When you ask, there will be many complicated circumstances that led them to do something that hurt you, but you should never blame them.
- They usually avoid confrontation
People who avoid confrontation are the ones most likely to lie by omission. It makes perfect sense.
They avoid telling the truth or the whole truth in order to avoid confrontation. It’s that easy.
Stressful situations that require arguing, proving points, and discussing things passionately are far outside their comfort zone.
When they think a conflict of any kind might be caused by something they did or said, they simply skip acknowledging what they did or said.
It is easier for them not to tell the truth than to involve themselves in the conflict.

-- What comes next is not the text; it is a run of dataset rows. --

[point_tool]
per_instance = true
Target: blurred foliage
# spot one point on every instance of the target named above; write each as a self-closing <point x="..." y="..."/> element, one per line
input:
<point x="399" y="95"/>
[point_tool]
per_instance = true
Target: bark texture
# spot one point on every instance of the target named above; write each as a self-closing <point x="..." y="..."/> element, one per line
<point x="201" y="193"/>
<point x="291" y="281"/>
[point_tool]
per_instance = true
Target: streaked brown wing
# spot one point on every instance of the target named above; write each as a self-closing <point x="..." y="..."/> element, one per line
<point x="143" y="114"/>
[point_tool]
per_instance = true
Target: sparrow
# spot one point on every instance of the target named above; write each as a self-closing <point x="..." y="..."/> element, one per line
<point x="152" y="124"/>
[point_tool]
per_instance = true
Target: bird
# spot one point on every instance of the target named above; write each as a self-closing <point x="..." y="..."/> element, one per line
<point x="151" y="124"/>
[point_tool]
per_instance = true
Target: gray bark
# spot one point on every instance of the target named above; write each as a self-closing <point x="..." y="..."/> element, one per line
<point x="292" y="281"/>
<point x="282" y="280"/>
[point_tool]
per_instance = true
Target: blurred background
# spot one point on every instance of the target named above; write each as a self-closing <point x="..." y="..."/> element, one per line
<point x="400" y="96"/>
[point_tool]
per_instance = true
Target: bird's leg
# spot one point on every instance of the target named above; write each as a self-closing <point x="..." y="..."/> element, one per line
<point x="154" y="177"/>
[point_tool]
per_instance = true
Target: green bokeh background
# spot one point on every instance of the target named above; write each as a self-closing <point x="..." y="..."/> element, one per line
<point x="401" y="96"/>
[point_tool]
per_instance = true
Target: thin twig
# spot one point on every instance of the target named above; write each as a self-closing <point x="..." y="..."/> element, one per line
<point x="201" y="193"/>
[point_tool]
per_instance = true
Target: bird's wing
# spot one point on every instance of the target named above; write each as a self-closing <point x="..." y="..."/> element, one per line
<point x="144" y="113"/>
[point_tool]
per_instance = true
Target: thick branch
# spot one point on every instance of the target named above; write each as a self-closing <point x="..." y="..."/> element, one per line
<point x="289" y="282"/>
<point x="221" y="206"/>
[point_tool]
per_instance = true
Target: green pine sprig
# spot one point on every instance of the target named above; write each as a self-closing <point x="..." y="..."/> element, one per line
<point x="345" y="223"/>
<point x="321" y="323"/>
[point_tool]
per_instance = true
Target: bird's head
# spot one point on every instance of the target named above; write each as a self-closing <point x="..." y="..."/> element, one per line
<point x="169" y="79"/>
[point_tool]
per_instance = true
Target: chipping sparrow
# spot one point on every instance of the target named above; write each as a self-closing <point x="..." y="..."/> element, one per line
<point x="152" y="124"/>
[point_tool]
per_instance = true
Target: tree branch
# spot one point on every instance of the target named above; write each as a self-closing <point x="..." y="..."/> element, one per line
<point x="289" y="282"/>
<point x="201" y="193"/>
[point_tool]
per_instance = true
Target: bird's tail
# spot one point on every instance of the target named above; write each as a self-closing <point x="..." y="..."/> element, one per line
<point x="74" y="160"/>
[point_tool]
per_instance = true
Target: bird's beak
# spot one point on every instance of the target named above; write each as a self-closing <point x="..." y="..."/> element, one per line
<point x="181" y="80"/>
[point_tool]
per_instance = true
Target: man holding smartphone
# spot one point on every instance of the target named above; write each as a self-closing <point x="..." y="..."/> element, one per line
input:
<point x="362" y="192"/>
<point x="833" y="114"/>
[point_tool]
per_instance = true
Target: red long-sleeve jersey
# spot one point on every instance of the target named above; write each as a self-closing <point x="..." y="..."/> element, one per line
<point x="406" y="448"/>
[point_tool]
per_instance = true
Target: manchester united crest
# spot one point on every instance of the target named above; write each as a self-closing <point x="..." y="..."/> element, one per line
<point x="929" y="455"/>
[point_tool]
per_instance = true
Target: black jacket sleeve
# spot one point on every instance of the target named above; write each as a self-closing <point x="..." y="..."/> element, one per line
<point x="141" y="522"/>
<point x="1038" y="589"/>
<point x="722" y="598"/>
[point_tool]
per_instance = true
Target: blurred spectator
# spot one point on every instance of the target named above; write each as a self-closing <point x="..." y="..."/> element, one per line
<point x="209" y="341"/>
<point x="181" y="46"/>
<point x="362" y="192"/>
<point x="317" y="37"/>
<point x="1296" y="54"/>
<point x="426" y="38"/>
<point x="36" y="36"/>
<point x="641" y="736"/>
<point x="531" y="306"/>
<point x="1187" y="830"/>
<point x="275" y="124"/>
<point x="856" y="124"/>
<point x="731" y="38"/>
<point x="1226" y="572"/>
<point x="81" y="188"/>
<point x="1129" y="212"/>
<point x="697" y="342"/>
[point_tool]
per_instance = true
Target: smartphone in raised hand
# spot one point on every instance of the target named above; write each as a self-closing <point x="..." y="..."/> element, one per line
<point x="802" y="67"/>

- They do not keep their promises
What do you call making a promise and not keeping it? cheater? He lies?
Whatever you call it, it speaks about a person’s integrity and honesty and also about how important his word is to him.
If a person never commits to making his promises come true, he clearly does not care much about the truth of his words.
If ignoring his promises is a habit for your partner, it probably means he’s willing to cheat on you in other ways as well.
A lie, no matter how innocent it may seem, can cost a person everything. Telling even one lie overshadows all the truths the person has told.